# 0. Review
## 0.A Scikit-Learn

Scikit-Learn is a machine learning python package. It allows users to access machine learning algorithms via **object-oriented programming**.

## 0.B Data Set

I will be using a dataset of antibiotic resistance in bacteria strains. 

- Each bacteria is labeled with its resistance to the antibiotic, azithromycin.
- Additionally, each bacteria sample is labelled if its genome contains certain strands of DNA.

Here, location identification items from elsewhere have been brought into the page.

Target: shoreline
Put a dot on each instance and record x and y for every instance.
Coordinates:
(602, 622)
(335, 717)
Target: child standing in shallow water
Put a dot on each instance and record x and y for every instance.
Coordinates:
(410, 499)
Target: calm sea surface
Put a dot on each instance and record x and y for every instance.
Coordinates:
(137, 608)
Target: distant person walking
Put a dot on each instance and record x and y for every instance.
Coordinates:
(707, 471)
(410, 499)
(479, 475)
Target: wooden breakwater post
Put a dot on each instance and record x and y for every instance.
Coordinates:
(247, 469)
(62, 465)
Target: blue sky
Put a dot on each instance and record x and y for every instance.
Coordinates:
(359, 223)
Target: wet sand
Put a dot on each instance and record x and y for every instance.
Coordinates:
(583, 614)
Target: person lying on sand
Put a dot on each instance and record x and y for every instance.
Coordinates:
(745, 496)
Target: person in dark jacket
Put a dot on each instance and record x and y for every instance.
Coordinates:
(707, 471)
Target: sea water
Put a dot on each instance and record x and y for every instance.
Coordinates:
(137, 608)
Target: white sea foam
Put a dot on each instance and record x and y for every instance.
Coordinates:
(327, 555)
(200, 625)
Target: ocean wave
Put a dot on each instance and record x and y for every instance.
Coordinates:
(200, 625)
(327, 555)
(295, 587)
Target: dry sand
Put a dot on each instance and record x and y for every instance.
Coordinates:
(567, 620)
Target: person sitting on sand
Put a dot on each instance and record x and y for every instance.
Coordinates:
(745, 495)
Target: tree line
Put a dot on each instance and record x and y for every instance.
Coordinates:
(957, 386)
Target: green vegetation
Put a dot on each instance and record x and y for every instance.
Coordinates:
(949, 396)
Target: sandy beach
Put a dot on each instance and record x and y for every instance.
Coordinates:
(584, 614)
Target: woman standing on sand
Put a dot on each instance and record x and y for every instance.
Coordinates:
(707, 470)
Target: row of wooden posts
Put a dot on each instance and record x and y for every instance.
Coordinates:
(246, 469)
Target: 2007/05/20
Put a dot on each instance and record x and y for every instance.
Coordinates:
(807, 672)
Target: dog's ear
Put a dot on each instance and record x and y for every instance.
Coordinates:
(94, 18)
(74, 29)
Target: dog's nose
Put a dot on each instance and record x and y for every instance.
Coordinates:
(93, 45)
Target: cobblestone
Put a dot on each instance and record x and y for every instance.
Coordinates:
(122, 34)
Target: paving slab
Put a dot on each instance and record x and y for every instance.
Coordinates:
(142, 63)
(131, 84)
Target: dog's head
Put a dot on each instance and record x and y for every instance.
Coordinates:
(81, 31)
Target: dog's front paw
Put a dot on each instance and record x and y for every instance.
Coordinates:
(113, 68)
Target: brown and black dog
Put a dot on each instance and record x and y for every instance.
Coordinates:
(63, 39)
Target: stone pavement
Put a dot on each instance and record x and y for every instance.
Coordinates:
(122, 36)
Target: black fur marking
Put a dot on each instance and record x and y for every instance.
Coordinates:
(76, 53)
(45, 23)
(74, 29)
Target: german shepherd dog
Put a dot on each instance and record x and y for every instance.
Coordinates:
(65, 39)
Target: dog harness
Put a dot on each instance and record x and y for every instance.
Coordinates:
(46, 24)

We would like to learn antibiotic resistance from the bacterial genome. 

- Our predictors are whether strands of DNA are present.
- Our response are resistance classes.

First, we have to clean our data up. **This section will focus on data preprocessing.**


## 0.C Data Preprocessing

We did a bit of data preprocessing: 

- encoded the resistance feature as 0 - "resistant," 1 - "susceptible".
- encoded all features of the DNA strands as, 0 - "if its genome does not contain the strand of DNA", 1 - "if its genome contains the strand of DNA."
- did a 70:30 training-test split

## 0.D Load Data
Now, we load our dataset. Run the code below to load 

- the dataset, ```antibiotic_resistance_all_labels```, containing antibotic resistance phentype for each bacteria
- and dataset, ```DNA_slices_all_df```, containing the genome of each bacteria 

In [1]:
import pandas as pd
antibiotic_resistance_all_labels = pd.read_csv('datasets/antibiotic_resistance_encoded_labels',index_col=0)
DNA_slices_all_df = pd.read_csv('datasets/DNA_slices_encoded_csv',index_col=0)

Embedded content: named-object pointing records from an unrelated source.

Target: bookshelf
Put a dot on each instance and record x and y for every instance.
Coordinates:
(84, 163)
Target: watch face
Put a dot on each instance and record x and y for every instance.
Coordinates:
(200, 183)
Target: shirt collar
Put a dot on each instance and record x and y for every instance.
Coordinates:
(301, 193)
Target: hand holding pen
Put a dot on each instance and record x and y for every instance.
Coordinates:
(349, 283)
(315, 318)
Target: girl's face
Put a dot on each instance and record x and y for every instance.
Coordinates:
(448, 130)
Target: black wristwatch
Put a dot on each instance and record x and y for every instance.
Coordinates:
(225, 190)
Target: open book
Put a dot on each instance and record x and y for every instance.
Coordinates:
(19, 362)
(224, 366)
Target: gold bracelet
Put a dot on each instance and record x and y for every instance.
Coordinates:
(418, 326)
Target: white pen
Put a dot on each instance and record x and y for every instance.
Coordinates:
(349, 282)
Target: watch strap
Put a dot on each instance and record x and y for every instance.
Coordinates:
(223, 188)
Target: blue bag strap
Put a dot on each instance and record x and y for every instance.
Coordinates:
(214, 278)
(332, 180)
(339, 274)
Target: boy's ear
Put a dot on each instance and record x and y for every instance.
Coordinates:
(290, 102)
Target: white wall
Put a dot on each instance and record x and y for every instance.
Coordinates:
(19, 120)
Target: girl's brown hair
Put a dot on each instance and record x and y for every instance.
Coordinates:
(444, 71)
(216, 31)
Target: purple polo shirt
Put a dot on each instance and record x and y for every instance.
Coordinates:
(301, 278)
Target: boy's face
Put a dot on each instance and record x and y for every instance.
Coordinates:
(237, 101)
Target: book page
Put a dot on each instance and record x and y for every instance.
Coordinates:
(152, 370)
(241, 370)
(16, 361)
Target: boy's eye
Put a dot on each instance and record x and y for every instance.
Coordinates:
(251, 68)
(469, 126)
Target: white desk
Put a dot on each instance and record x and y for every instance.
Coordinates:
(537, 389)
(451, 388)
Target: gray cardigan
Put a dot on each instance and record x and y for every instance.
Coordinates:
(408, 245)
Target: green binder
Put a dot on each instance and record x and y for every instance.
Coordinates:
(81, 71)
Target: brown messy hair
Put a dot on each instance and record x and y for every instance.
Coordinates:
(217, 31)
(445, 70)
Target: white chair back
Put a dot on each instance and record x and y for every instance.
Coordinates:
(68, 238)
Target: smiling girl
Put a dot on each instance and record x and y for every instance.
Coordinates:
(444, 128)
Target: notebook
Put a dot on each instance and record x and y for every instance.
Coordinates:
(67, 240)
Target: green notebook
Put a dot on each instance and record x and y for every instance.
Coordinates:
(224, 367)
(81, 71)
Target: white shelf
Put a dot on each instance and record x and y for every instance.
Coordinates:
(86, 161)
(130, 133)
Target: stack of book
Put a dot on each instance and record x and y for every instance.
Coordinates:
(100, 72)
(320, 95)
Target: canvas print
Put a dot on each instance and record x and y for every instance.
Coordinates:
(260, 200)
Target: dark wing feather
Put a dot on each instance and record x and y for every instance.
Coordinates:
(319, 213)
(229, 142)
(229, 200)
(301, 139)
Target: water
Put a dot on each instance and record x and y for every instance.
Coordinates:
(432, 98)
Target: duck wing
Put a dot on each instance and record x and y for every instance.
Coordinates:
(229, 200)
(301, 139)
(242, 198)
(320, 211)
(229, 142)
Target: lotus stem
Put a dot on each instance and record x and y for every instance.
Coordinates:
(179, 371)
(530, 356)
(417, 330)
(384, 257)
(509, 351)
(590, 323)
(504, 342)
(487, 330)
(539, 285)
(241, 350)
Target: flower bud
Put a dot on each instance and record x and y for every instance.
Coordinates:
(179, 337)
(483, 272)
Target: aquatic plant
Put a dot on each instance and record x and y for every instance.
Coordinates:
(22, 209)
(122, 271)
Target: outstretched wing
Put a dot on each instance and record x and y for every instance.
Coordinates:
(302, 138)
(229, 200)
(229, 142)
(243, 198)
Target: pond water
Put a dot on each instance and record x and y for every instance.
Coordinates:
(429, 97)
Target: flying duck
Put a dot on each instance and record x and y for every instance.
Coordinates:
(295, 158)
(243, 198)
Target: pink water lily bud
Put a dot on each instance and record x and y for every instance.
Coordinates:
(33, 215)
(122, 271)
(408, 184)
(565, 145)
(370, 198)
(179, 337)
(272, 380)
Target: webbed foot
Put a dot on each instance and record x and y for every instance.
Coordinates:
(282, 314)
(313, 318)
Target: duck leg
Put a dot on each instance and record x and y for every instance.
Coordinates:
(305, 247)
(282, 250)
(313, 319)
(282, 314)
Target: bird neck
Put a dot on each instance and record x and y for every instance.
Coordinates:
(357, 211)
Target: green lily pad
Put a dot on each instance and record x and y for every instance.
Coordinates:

**In this section, we will be learning about normalization and standardization preprocessing. This is important for many unsupervised ML algorithms that are sensitive to the scales in the variables.**

# 6. Normalization

Normalization rescales quantitative variables to be between $0$ and $1$. Normalizing allows for comparison of columns.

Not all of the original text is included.